Dim Sum at Shen Yang
I love hors d'oeuvres. They're bite-sized, which means you can eat lots of different ones, and you never know which little bacon-wrapped, deep-fried, cheese-encrusted, melon-infused, parsley-topped, skewered delight will be offered to you next.
This is why I love dim sum, the Chinese version of hors d'oeuvres. Dim sum’s even better, though, because they take it one step farther and make an entire meal out of it. Shen Yang, just north of 38th on Georgetown Road (the former location of Yummy), serves dim sum every day at lunch. Dave and I went there on Saturday and exhibited little restraint. Loosely translated, dim sum means "order to your heart's content," and we did.
Walking up to Shen Yang is a little off-putting. The parking lot is filthy and littered with trash and cigarette butts. The only thing that kept me going was the fact that the parking lot was packed 11 a.m. The plain, large dining room was already a third filled with patrons. We were quickly seated and given a metal pot filled with delicious jasmine tea. Then the fun began.
If you're new to dim sum, here's how it works. Servers circulate around the dining room with carts that have one or more different items on them. The server stops by your table and describes what's on her cart, you tell her what you want, and she puts the various round metal dishes on your table. The servers keep track of what you eat by marking it on a bill they leave on your table. Repeat with the next cart. And the next. And the next. Keep going until you're full, then grab your bill and pay the cashier. (A word to the large-capacity eater: it's not all-you-can-eat, so the hollow-legged could conceivably rack up a pretty big bill.)
I like going for dim sum when the restaurant is most crowded, because there are more ladies pushing more carts filled with more varieties of food. Our table was close to the kitchen so we usually got first dibs on whatever was coming out.

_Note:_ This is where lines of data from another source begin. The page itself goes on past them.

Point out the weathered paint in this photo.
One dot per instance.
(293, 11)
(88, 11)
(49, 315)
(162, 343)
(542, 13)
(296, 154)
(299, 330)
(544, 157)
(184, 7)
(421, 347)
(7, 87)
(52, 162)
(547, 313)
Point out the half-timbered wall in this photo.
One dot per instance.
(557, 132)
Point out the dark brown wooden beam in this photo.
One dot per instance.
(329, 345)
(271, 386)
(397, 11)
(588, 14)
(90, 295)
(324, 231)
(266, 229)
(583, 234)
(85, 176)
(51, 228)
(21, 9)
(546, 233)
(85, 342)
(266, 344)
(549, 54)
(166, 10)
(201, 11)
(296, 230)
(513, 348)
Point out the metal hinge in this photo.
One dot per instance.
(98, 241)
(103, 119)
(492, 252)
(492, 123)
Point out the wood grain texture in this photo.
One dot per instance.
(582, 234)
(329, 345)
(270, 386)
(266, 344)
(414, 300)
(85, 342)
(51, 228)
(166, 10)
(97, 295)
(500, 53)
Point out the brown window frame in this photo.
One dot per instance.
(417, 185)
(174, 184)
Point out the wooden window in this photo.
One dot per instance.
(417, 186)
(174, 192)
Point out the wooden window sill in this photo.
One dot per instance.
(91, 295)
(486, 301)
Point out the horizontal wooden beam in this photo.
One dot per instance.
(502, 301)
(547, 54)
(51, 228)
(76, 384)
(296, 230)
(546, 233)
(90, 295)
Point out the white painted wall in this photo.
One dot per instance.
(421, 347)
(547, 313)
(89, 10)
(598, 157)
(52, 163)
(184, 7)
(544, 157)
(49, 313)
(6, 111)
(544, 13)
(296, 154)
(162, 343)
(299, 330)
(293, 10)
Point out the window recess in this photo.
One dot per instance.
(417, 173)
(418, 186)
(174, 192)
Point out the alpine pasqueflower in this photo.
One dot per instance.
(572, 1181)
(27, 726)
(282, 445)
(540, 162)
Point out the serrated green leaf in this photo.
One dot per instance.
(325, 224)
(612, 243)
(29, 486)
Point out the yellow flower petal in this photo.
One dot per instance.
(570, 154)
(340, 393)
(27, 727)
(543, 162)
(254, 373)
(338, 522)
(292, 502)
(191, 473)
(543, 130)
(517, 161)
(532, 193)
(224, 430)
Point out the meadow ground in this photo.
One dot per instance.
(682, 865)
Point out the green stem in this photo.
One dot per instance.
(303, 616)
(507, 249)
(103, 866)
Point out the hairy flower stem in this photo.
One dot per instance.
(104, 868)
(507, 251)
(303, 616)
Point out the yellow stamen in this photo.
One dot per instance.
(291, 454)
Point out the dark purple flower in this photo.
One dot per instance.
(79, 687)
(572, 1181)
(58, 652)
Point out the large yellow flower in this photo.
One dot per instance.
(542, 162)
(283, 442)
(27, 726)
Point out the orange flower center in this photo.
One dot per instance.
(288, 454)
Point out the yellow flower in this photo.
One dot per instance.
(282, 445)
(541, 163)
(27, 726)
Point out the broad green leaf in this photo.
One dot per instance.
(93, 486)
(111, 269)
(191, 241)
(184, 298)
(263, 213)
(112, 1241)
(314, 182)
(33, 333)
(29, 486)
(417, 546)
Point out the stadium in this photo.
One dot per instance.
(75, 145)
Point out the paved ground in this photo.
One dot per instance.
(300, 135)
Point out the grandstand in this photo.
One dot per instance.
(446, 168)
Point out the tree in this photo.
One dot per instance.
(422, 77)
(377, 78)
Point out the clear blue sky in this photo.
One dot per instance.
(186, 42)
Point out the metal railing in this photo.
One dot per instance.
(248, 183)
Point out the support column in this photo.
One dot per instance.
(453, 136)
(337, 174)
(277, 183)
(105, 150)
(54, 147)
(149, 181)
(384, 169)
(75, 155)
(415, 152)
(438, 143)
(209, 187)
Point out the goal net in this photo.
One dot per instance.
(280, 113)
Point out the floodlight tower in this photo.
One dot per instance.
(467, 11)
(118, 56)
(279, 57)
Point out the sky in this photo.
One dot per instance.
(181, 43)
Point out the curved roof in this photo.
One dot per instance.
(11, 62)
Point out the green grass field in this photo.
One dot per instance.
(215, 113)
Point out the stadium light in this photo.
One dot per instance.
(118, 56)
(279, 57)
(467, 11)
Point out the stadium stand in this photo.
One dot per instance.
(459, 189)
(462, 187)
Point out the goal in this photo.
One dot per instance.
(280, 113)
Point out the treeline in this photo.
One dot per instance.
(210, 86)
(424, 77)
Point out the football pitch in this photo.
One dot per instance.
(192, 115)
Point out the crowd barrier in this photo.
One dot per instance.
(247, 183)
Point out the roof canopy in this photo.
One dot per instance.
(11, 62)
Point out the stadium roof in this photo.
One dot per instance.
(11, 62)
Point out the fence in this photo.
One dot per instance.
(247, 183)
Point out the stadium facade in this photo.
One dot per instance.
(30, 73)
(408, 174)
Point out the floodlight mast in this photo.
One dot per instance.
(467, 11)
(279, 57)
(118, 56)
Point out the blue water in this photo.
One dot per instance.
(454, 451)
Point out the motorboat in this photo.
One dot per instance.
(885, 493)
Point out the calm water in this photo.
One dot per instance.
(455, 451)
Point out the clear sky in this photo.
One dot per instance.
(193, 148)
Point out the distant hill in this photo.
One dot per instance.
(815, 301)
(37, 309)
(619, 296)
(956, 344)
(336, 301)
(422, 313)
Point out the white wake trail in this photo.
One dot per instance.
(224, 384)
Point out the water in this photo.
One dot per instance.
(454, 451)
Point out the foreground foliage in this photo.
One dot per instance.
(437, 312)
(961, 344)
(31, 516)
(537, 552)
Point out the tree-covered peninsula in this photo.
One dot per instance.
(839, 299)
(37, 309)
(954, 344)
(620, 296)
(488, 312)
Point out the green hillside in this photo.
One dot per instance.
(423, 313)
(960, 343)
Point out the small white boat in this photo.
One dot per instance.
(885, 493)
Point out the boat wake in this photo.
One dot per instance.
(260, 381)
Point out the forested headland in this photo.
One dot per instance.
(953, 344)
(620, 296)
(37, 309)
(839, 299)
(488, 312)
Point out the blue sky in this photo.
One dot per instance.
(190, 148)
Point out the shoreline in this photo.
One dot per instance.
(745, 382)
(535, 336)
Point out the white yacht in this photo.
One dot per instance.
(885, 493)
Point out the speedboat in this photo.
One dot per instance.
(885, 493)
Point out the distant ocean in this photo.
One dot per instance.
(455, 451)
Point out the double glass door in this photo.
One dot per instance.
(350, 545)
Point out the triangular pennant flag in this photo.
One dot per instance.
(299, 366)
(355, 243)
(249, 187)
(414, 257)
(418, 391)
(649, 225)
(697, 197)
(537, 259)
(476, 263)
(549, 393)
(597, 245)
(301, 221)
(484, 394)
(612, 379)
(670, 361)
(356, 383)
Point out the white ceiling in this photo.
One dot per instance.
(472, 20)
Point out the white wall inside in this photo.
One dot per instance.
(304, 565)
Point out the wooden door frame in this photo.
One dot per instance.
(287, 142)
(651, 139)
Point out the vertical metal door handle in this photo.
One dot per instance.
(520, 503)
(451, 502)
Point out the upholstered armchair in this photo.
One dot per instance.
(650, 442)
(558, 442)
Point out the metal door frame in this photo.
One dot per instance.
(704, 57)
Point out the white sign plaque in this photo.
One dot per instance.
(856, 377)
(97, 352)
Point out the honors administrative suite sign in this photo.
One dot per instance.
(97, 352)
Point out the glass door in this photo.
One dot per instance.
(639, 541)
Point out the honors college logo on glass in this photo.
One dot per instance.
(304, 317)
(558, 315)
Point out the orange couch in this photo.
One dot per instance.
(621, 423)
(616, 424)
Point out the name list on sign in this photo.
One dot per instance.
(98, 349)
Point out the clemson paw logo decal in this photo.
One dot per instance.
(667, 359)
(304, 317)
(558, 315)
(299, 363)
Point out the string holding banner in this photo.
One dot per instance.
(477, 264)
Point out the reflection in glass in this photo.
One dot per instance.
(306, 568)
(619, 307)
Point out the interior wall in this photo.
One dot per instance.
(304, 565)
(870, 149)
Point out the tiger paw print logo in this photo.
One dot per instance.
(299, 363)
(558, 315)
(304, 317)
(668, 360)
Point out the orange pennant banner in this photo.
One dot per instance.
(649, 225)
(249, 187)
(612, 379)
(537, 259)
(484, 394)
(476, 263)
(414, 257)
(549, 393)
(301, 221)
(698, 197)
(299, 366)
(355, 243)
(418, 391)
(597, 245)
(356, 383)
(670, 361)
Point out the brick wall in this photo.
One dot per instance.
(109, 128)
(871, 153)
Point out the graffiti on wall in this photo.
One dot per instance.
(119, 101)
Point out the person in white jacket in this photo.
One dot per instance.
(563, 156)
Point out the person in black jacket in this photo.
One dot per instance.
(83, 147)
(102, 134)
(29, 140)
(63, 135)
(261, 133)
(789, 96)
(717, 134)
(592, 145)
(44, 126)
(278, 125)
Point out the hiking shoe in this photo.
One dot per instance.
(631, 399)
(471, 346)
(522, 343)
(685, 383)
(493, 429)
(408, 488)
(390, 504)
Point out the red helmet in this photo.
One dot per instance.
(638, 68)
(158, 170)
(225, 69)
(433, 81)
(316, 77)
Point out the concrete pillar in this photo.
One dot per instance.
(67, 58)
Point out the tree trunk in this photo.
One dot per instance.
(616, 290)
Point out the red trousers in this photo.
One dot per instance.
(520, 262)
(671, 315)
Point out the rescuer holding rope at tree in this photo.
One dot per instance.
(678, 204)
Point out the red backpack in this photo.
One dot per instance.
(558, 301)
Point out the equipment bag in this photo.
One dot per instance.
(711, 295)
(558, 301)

We hit the jackpot on the first cart, which had a big at least seven different things on it. We started with ground shrimp scallop balls on shitake mushrooms. The balls were light and fluffy, and I love shitake mushrooms, so this was a hit. We also got the ribs, which were tiny bite-sized boiled riblets that looked a little gray but were very tasty.
By the end of the meal, we had also gone through delicious sautéed eggplant, steamed Chinese broccoli, pork buns (they look like perfect egg-washed dinner rolls, but surprise! there's barbeque pork inside), rice paper dumplings filled with shrimp and garlicky greens, and chicken feet.
A word about the chicken feet.
To be clear, chicken feet really are chicken feet, not some sort of funny name for something else, like "mountain oysters" or "beggar's purses." I ordered them under my "I'll try anything once" policy. Once it probably all they'll get. First, the chicken feet look like chicken feet, albeit cooked and coated in a pretty tasty barbeque style sauce. Second, there isn’t a lot of meat on those tiny little bird-foot bones. Third, I couldn't stop thinking about what it is that chickens scratch with their feet all day. I ate one, but not with gusto.
But never fear. There are lots and lots of choices here, including beef balls, sesame balls, custard balls, calamari, sticky rice, and lots different types of dumplings and rice noodle rolls.
Everything we ate was fresh and well prepared. I wish I had been hungrier so I could have tried more things. Ideally, I'd go with a group of about six so we could more items.
By the time we left, the restaurant was nearly full with happy chattering patrons. They were definitely onto something good.